代码编织梦想

LLMs之Vicuna:《Vicuna: An Open-Source Chatbot Impressing GPT-4 with 90%* ChatGPT Quality》翻译与解读

导读:作者提出了一个开源的聊天机器人Vicuna-13B。它是通过训练从ShareGPT收集的用户共享对话,然后在LLaMA基础模型上进行调整而产生的。根据初步的GPT-4评估,Vicuna-13B的质量达到了ChatGPT和Bard 90%的质量,超过其他开源模型如LLaMA和Alpaca。作者提出利用GPT-4作为评估工具来评估不同聊天机器人的有效性,通过它产生的答案和分数。尽管存在局限性,但这证明了自动化评估的潜力。Vicuna-13B的训练成本很低,大约只有300美元,采用了内存优化、多轮对话的改进方法,并通过Spot实例降低了成本。该模型的代码、参数和在线演示向公众开放。最后,作者强调Vicuna存在的限制,如在涉及推理和数学的任务方面存在问题,缺少安全优化。但它可以作为未来研究解决这些限制的开端。

目录

《Vicuna: An Open-Source Chatbot Impressing GPT-4 with 90%* ChatGPT Quality》翻译与解读

How Good is Vicuna? Vicuna-13B的性能有多好?

Online Demo在线演示

Overview概述

Table 1. Comparison between several notable models

Training训练:训练方法基于alpaca构建+内存优化+通过Spot实例降低成本

Serving服务:分布式工作节点+灵活添加GPU节点

How To Evaluate a Chatbot?如何评估聊天机器人?——提出了一种基于GPT-4的评估框架来自动评估聊天机器人的性能

Table 2. Total Scores Assessed by GPT-4.

Limitations局限性—不擅长涉及推理或数学

Release发行

License许可证

The Team团队

Students (alphabetical order):

Acknowledgment致谢

Citation


时间

2023年3月30日

地址

Vicuna: An Open-Source Chatbot Impressing GPT-4 with 90%* ChatGPT Quality | LMSYS Org

作者

The Vicuna Team

这是与来自多个机构的合作者的共同努力,包括加州大学伯克利分校、CMU、斯坦福大学、加州大学圣地亚哥分校和MBZUAI。

《Vicuna: An Open-Source Chatbot Impressing GPT-4 with 90%* ChatGPT Quality》翻译与解读

Vicuna (generated by stable diffusion 2.1)

We introduce Vicuna-13B, an open-source chatbot trained by fine-tuning LLaMA on user-shared conversations collected from ShareGPT. Preliminary evaluation using GPT-4 as a judge shows Vicuna-13B achieves more than 90%* quality of OpenAI ChatGPT and Google Bard while outperforming other models like LLaMA and Stanford Alpaca in more than 90%* of cases. The cost of training Vicuna-13B is around $300. The code and weights, along with an online demo, are publicly available for non-commercial use.

Vicuna (generated by stable diffusion 2.1)

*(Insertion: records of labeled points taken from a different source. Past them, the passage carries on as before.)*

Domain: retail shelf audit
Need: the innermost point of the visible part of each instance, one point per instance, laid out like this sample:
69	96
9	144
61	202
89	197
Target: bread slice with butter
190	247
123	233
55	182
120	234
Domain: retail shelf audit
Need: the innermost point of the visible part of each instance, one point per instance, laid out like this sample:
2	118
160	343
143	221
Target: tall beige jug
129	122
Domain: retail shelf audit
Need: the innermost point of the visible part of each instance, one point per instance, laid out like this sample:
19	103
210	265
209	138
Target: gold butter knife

我们推出了Vicuna-13B,这是一个通过在LLaMA上调整ShareGPT收集的用户共享对话进行训练的开源聊天机器人。利用GPT-4作为评判,初步评估显示Vicuna-13B达到OpenAI ChatGPT和谷歌Bard 90%*的质量,在90%*的情况下超过LLaMA和斯坦福Alpaca等其他模型。训练Vicuna-13B的成本约为300美元。代码、参数以及在线演示均向公众开放用于非商业用途。

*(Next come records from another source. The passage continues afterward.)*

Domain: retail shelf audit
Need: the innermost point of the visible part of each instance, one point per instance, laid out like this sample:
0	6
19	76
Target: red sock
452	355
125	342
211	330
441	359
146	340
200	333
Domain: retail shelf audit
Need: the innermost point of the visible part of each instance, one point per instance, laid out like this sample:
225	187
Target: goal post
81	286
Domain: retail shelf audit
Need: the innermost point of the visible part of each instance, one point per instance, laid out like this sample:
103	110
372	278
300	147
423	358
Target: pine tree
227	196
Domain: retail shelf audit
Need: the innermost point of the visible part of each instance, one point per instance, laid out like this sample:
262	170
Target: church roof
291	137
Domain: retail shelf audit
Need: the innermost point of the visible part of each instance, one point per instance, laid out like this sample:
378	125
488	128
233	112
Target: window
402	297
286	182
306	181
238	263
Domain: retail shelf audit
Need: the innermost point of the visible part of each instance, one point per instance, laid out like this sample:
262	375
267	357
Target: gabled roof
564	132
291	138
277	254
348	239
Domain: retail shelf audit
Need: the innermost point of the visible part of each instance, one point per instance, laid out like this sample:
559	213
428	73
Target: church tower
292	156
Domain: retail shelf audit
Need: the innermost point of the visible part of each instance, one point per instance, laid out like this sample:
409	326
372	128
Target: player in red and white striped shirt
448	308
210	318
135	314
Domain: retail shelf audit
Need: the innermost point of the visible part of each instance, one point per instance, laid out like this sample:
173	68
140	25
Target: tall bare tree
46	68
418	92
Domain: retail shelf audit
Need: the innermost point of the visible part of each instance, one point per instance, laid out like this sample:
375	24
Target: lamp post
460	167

*According to a fun and non-scientific evaluation with GPT-4. Further rigorous evaluation is needed.

*根据GPT-4的有趣和非科学评估。需要进一步严格评估。

How Good is Vicuna? Vicuna-13B的性能有多好

 Figure 1. Relative Response Quality Assessed by GPT-4*

After fine-tuning Vicuna with 70K user-shared ChatGPT conversations, we discover that Vicuna becomes capable of generating more detailed and well-structured answers compared to Alpaca (see examples below), with the quality on par with ChatGPT.

在对Vicuna进行7万用户共享ChatGPT对话的调整后,我们发现与Alpaca相比,Vicuna能够生成更详细和结构更好的答案(见下例),质量与ChatGPT相当。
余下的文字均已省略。